Ziel ist, diese Zusammenarbeit mit dem Remix zu verstetigen. Auch flexible Maßnahmen gehören zum Paket: So kommen auch die Lehrer, die eine Streitschlichter-Ausbildung durchlaufen, in die Räumlichkeiten des Jugendhauses, um dies in einem eher unbelasteten Umfeld zu tun.

Übungen für zwischendurch

Ein anderer Baustein für das Vorhaben der Schule ist die Einbindung der Entspannungspädagogin und Lerntherapeutin Marita Hünting, die aus Isselburg anreiste. Mit einer eigenen Praxis kümmert sie sich unter anderem um Kinder mit ADHS.

Mit der als „Brain Gym“ bezeichneten Gehirngymnastik zeigt sie den Realschülern in Rees, wie man mit Entspannungsübungen den Schul-Alltag besser meistern und fit bleiben kann. Sie besucht jede 5. Klasse einmal, um die Übungen vorzuführen. Danach integrieren die Lehrer und Schüler sie selbst in den Alltag. „Für die Zeit danach haben wir Plakate mit den Übungen bekommen“, sagt Schut.

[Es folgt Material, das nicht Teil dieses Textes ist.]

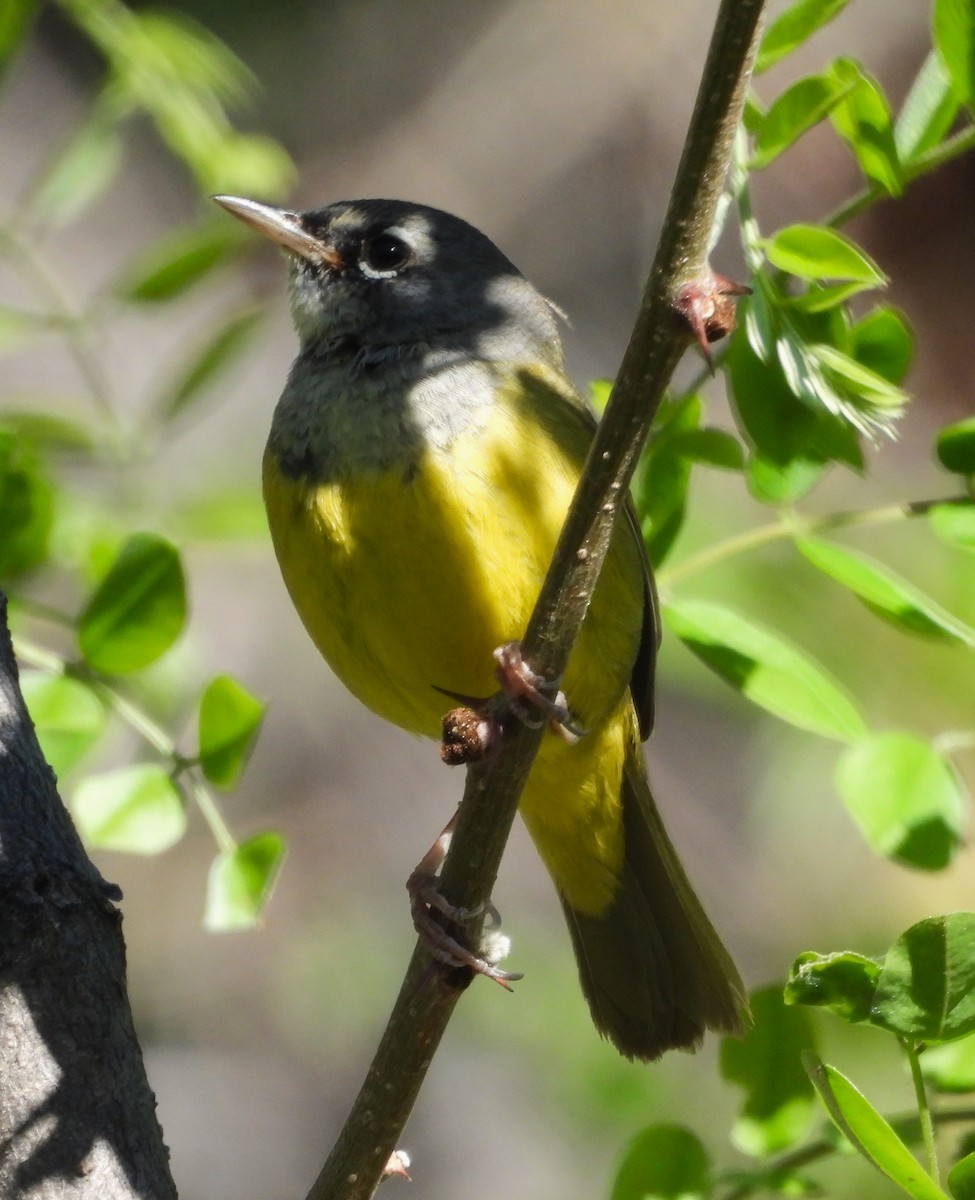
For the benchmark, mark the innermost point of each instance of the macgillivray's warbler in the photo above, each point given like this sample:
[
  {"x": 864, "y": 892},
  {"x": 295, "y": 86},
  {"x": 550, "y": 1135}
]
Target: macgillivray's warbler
[{"x": 419, "y": 467}]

Brain-Gym aktiviert und verbessert Lern-, Konzentrations- und Gehirnleistungen. Wie Hünting erläutert, würde die unvollkommene Integration der Sinne und der Gehirnfunktionen häufig unzureichendes Lernen unter Stress verursachen. Die Folge von Lernstörungen seien dann oft Verhaltensauffälligkeiten, Kontakt- und Wahrnehmungsstörungen.

Mit Brain-Gym sollen ganz unterschiedliche Probleme der Schüler angepackt werden: Konzentrationsprobleme, Lese-, Schreib- und Rechenschwierigkeiten, Schulangst, Versagens­ängste, mangelndes Selbstvertrauen, Motivationsprobleme, Ausdauermangel sowie Hyperaktivität und Verträumtheit.

Die dafür vorgesehenen, einfachen Übungen setzen die Reeser Realschüler durchaus mit Offenheit um, wie die Klasse von Lehrerin Bettina Kilian beweist. Zum Beispiel die anfängliche Atemübung: Augen schließen, nach hinten lehnen und ganz im Sinne der Achtsamkeit auf die Atmung und die Bewegungen des Körpers dabei achten. Dann einatmen, bis fünf zählen, ausatmen und bis acht zählen.

Um gut für die Anforderungen des Schullebens gewappnet zu sein, muss man sich auch um seinen Körper kümmern, erklärt Hünting. Diesen Umstand vermittelt sie den Fünftklässlern mithilfe eines Computer-Vergleichs. So einer braucht Energie, wenn man auf seine Festplatte zugreifen will – wie auch der Mensch, wenn er seinen Kopf anstrengt. Nur geht es dann weniger um Strom, sondern vielmehr um ausreichend Wasser. „Damit ich hier oben gut funktioniere“, sagt sie und tippt sich an den Kopf. „Um besser denken zu können.“

Es zeigt sich zudem, dass viele der Schüler das Problem Kopfschmerzen kennen. Aber auch dafür gibt es eine passende Übung: eine Schulter hängen lassen, eine Hand darauf legen und den Kopf von links nach rechts bewegen. Dann dasselbe mit der anderen Schulter.

Ohrenmassage hilft

Hat man hingegen Probleme, seinem Gegenüber zuzuhören und ihm zu folgen, kann auch eine Massage der Ohren wahre Wunder wirken. Wieder andere Übungen mit Überkreuzbewegungen sollen den Schülern helfen, angesichts ihrer Sorgen – vielleicht über eine Klassenarbeit – beide Gehirnhälften zu aktivieren. Auch Muskelentspannung sei wichtig, um große Aufgaben gut zu bewältigen. Vorm Schreiben zum Beispiel: einfach mal die Hand schütteln, dann eine feste Faust formen und diese wieder im Anschluss öffnen. Nach einer Wiederholung ist dann die nächste Hand dran.

Das klingt vielleicht für manch einen gewöhnungsbedürftig, den Schülern von Bettina Kilian gefällt die Übungsstunde aber sichtlich gut. Das zeigt nicht nur ihre Mitarbeit und Aufmerksamkeit, wenn Hünting etwas sagt. „Die Stunde ging so schnell um“, sagt einer der Schüler am Ende der Übungseinheit.

Die Realschule Rees finanziert ihr Vorhaben mithilfe des Pakets „Ankommen und Aufholen“ des Landes NRW.